1. Overview
More and more developers and architects are using AWS Lambda to deploy serverless functions to control costs and reduce the burden of server management. Due to the unpredictable nature of end-user demand in today's digital-first world, Lambda functions can help resolve unplanned scaling issues.
However, when I talk to these Lambda developers and architects, I hear that they are struggling with many different types of problems like throttling, timeout, and slow performances. That's the reason there is a lot of emphases these days to apply AWS Lambda Best Practices.

In this article we’re going to take a look at Lambda timeout errors, monitoring timeout errors, and how to apply best practices to handle them effectively.
A Lambda Serverless application is made up of three major components: Event Source, Lambda Function, and Services (DynamoDB, S3, and the third party).


Let’s first, understand what type of limits are defined by AWS around these components:

2. AWS Defined Limits
a. Event Source
 AWS API Gateway has a max timeout of 29 seconds for all integration types, which includes Lambda as well.


It means that any API call coming through API Gateway cannot exceed 29 seconds. It makes sense for most of the APIs except for a few high computational ones.

DynamoDB Streams - has 40,000 write capacity units per table (in most regions).


That means, if DynamoDB is used as a trigger for a Lambda Function, it cannot have more than 40,000 writes per second. This limit is very high, and if it is used with the max configuration, most of the downstream system will not be able to handle that load and could timeout easily.
b. Lambda Function
A Lambda Function Timeout Limit can be set to a maximum of 15 minutes (900 seconds).


It used to be set at 5 minutes, as Lambda was intended only for small, simple functions with event-driven executions. However, it proved to be a roadblock for applications like batch applications and high computation functions which needed more execution time. 

Thankfully AWS increased it, although some purists don't like it as it defeats the purpose of FaaS being run with small logic only. However, this is a very high value for regular HTTP APIs and, if not configured at the code level, may cause timeouts or high cost. We’ll dig deeper into some of those scenarios shortly.
Concurrent Execution - Lambda has a default limit of 1,000 maximum concurrent executions allowed at an account level. 

That means it can spin up 1,000 containers for all the functions in an account. If concurrency is not handled at the function level, it can lead to throttling issues for all other functions as well.

c. Services
DynamoDB - It has 40,000 Read/Write capacity units per table (in most regions).

S3 -  Unlimited objects.
      
Third Party Services - It depends on the downstream system.

These configurations also need to be handled for each function, otherwise, it can cause frequent timeouts.
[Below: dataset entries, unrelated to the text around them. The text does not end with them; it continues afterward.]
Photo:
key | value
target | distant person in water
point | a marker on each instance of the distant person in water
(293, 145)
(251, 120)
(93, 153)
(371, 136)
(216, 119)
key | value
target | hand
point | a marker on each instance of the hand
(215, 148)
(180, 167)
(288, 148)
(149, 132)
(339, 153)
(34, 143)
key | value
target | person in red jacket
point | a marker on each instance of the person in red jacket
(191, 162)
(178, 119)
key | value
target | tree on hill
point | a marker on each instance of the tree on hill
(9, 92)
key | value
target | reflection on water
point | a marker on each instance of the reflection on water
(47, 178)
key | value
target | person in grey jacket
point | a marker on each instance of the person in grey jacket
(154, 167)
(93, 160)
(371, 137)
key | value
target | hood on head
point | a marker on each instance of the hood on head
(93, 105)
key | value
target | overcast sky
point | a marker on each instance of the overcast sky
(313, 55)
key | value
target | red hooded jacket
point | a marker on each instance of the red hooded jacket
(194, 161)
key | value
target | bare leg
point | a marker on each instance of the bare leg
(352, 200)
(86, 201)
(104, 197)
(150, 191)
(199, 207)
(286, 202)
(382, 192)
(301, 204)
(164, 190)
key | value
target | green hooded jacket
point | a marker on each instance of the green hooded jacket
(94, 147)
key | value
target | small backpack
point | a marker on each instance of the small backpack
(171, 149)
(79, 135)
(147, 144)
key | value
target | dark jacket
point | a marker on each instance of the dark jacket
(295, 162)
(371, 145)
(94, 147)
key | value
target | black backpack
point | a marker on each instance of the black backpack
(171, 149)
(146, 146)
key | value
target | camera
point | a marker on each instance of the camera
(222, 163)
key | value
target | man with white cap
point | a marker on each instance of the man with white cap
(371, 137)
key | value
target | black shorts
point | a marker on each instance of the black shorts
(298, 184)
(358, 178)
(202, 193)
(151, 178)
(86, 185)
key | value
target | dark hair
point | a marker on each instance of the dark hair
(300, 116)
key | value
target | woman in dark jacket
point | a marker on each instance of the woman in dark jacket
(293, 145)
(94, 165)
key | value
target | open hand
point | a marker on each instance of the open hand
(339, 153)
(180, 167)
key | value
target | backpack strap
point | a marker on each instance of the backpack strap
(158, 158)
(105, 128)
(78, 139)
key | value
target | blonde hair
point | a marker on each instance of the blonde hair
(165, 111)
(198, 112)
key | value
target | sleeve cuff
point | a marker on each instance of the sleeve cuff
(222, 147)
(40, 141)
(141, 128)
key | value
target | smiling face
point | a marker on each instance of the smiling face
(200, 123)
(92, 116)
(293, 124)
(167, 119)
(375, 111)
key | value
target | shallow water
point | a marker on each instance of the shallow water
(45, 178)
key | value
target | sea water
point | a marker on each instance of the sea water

Now, let's take a few scenarios and understand how these limits might cause the timeout errors in a serverless application.
Scenario 1
Problem: A REST API implemented through a Lambda Function is exposed through API Gateway.

This API is calling a third-party service to retrieve the data. But for some reason, this third-party service is not responding. The function has a timeout of 15 minutes, so the thread will be kept waiting for the response.

However, the threshold limit for API Gateway is 29 seconds, so the user will receive the timeout error after 29 seconds. Not only is this a poor experience for the user but it will also result in additional cost.
Solution: For APIs, it’s always better to define your own timeouts at the function level, which should be very short - around 3-6 seconds. Setting the short timeout will ensure that we don't wait for an unreasonable time for a downstream response and cause a timeout.
Scenario 2
Problem: REST API is calling multiple services. It's calling a DynamoDB table to retrieve data, calling an API, and then storing the data back in the DynamoDB table.

If the API is not responding, the function will wait for the response until it reaches the timeout set at the function level (let's assume 6s), and then timeout. Here one integration point is causing the whole function to timeout.
Solution: For each integration point, the timeout needs to be set so that the function can handle the timeout error and process the request with the available data and doesn't waste the execution time. So here, for all 3 integrations, the timeout limit has to be defined to handle the response in an effective way.
Scenario 3
Problem: In order to solve the above two problems, most developers use a fixed timeout limit at the function and integration level hardcoded in the code/config. However, it doesn't make full use of the execution time and can cause problems.
  • If it is too short, it doesn't give the request the opportunity to succeed. For example, there's 6s left in the invocation but we had set timeout to 3s at the integration level.
  • If it is too long, the request will timeout at calling the function. For example. there's the only 5s left in the invocation but we had set timeout to 6 seconds at the integration level.
Let's talk about the two general approaches to set timeout values.
In the first approach, the function timeout limit is set as 6s and for each integration call, it is set at 2s. Even though the whole function invocation (including all three calls) can be done within 6s, the API integration call will timeout as it is not able to perform within 2s. It has not been given the best chance to complete the request.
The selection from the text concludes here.